El tiempo extra se acercaba, pero Nocerino por Italia y Rooney con una chilena imposible pudieron cambiar el partido en el último suspiro. No pudo ser y el partido se encaminó irremediablemente a la prórroga. Y aquí sí que desapareció del todo Inglaterra. Renunció al balón y se lo cedió a Italia, ¡quién lo iba a decir!

Ambos equipos estaban sin fuerzas, pero la azzurra tenía más alma. Jugó todo el tiempo extra en campo inglés y todavía tuvo un par de ocasiones. El árbitro anulaba un gol de Nocerino a poco para el final por fuera de juego. La lotería de los penaltis esperaba inexorablemente e Inglaterra lo agradecía. 

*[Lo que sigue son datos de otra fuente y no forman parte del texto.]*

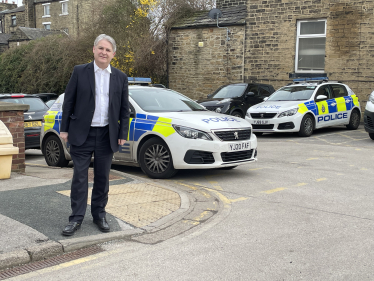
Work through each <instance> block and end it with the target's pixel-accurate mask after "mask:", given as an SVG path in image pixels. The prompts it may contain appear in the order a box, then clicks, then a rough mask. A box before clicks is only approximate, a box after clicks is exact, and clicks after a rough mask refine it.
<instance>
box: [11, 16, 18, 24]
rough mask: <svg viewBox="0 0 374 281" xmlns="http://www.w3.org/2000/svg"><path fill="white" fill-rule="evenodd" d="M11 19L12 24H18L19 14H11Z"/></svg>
mask: <svg viewBox="0 0 374 281" xmlns="http://www.w3.org/2000/svg"><path fill="white" fill-rule="evenodd" d="M11 20H12V26H16V25H17V16H11Z"/></svg>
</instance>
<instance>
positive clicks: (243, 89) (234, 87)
mask: <svg viewBox="0 0 374 281" xmlns="http://www.w3.org/2000/svg"><path fill="white" fill-rule="evenodd" d="M246 87H247V86H246V85H228V86H226V87H223V88H222V89H220V90H219V91H218V92H217V93H215V94H214V95H213V96H212V98H213V99H222V98H224V99H227V98H235V97H240V96H241V95H242V94H243V93H244V91H245V88H246Z"/></svg>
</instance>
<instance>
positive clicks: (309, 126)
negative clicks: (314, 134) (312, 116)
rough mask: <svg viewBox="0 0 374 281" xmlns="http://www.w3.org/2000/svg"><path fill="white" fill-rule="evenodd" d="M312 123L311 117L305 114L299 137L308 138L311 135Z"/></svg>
mask: <svg viewBox="0 0 374 281" xmlns="http://www.w3.org/2000/svg"><path fill="white" fill-rule="evenodd" d="M313 130H314V121H313V118H312V116H311V115H309V114H307V115H305V116H304V117H303V119H302V120H301V124H300V131H299V133H298V134H299V136H300V137H310V136H311V135H312V134H313Z"/></svg>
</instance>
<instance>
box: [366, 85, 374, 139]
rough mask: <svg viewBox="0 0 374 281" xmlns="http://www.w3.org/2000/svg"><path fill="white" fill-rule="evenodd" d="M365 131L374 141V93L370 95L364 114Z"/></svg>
mask: <svg viewBox="0 0 374 281" xmlns="http://www.w3.org/2000/svg"><path fill="white" fill-rule="evenodd" d="M364 126H365V131H366V132H368V133H369V137H370V138H371V139H372V140H374V91H373V92H372V93H371V94H370V96H369V100H368V102H367V103H366V107H365V112H364Z"/></svg>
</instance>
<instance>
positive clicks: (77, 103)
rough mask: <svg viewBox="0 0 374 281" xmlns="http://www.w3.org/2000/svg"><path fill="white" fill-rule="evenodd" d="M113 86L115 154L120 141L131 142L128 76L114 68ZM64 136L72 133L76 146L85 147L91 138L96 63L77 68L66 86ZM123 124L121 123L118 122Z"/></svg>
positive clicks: (93, 63)
mask: <svg viewBox="0 0 374 281" xmlns="http://www.w3.org/2000/svg"><path fill="white" fill-rule="evenodd" d="M111 69H112V73H111V74H110V82H109V111H108V114H109V137H110V146H111V148H112V150H113V152H116V151H118V149H119V145H118V139H125V140H126V139H127V135H128V129H129V116H130V113H129V97H128V95H129V94H128V80H127V76H126V74H124V73H123V72H122V71H120V70H118V69H116V68H114V67H112V66H111ZM62 109H63V112H62V119H61V127H60V130H61V132H68V133H69V136H68V140H69V143H70V144H72V145H76V146H80V145H82V144H83V143H84V142H85V141H86V139H87V136H88V132H89V130H90V126H91V122H92V118H93V115H94V111H95V73H94V63H93V62H91V63H88V64H82V65H77V66H75V67H74V71H73V74H72V75H71V78H70V81H69V83H68V85H67V86H66V90H65V98H64V104H63V106H62ZM118 121H119V122H118Z"/></svg>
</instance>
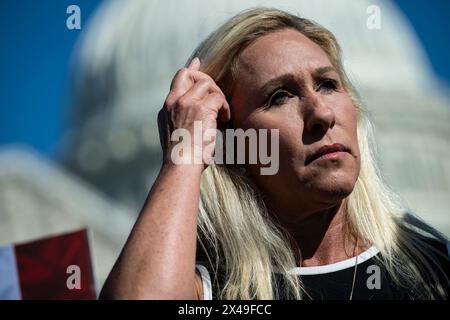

Al segundo penalti, Montolivo la tiraba fuera e Italia se veía apeada. Pero todo se dio la vuelta. Pirlo, continuaba su exhibición en la pena máxima transformándola a lo Panenka y Young se encontraba con el larguero. Buffon, prácticamente inédito en todo el partido, paraba el cuarto penalti inglés y junto a Diamanti daban a Italia el pase a semifinales, donde ya espera la locomotora alemana.